OTTAWA, ON (May 10, 2018): When the latest Canadian job numbers come out tomorrow everyone will focus on the unemployment rate, but should they? According to MLI Munk Senior Fellow Philip Cross, an obsessive focus on the unemployment rate has given Canadians a distorted view of the economy and labour market.
Cross, author of the new MLI report: “The Truth About the Unemployment Rate” notes that the unemployment rate in Canada is currently the lowest it has been since 1976 when records began. “At the same time”, says Cross “both the federal and provincial governments are running large deficits, citing the need for fiscal stimulus, and a wide range of other economic indicators remain lacklustre. Clearly there is a disconnection here.”
In recent years, the unemployment rate has become an incomplete and misleading reflection of how the labour market and the economy are faring. While unemployment is low, our aging population is leading to more people retiring from the labour force at the same time as youths are also withdrawing because their job opportunities are squeezed by a weak economy and government policies. Faced with often bleak job prospects, many are simply staying in school. With fewer older and younger people in the labour force, the unemployment rate is bound to be lower, but this isn’t necessarily good news for the economy.
After considering a wide range of measures, Cross finds the best alternative to the unemployment rate is the employment rate for workers in their prime, between 25 and 54 years of age. This group has had relatively stable labour force participation rates since 2000, is closely related to the overall business cycle, and is less susceptible to demographic forces.

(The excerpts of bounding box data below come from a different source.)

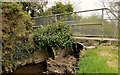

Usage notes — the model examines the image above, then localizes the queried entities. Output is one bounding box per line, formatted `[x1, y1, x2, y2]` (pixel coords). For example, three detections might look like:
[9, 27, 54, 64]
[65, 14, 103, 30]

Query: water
[7, 62, 46, 75]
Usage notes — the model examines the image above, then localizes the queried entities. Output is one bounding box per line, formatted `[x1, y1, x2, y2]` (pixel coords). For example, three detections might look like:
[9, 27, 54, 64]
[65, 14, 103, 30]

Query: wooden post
[102, 9, 104, 40]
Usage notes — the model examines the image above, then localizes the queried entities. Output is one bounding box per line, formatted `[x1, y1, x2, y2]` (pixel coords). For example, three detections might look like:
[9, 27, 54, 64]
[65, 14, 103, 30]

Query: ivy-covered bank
[2, 2, 74, 72]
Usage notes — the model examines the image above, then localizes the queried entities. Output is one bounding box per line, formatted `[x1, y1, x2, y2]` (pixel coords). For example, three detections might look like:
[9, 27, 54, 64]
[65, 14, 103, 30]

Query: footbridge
[33, 8, 120, 41]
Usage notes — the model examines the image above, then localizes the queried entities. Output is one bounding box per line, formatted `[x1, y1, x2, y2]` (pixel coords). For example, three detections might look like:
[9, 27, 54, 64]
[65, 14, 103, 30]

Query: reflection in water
[8, 62, 46, 75]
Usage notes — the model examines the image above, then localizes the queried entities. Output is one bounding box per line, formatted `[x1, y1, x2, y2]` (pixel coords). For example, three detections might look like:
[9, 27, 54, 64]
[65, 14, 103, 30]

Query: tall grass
[76, 50, 117, 73]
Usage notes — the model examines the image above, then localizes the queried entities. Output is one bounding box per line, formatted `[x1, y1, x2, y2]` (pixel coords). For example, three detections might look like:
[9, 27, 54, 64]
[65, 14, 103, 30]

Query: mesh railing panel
[32, 10, 117, 37]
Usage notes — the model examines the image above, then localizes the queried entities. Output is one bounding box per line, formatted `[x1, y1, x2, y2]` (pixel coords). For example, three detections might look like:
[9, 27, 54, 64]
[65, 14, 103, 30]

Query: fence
[34, 8, 119, 39]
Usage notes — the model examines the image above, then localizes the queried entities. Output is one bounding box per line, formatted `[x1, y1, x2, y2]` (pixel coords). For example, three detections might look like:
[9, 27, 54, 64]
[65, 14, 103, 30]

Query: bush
[2, 2, 33, 71]
[34, 22, 74, 50]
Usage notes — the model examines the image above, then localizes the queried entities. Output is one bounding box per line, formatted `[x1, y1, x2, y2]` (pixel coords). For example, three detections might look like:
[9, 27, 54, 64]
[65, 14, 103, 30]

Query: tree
[19, 1, 48, 17]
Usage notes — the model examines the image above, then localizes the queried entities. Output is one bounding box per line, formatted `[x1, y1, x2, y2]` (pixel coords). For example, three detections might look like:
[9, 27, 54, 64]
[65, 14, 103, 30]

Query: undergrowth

The latest reading of the employment rate for workers in their prime was 82.5 percent holding a job in March 2018. While this represents a relatively high level by historical standards, equalling the peak set in early 2008 before the recession, it has declined slightly from its recent high of 82.7 in December 2017. This is a reflection of how growth has slowed in recent months, even as the unemployment rate has remained near all-time lows.
Following this paper, the Macdonald-Laurier Institute will be issuing a regular analysis that goes beyond the superficial unemployment numbers to see what the trends are really telling us about the nature of work, job precariousness, disruption in the labour economy, and Canadians’ prosperity in the future.
Philip Cross is a Munk Senior Fellow with the Macdonald-Laurier Institute. He is former chief economic analyst with Statistics Canada.
The Macdonald-Laurier Institute is the leading independent federal public policy think tank in Ottawa.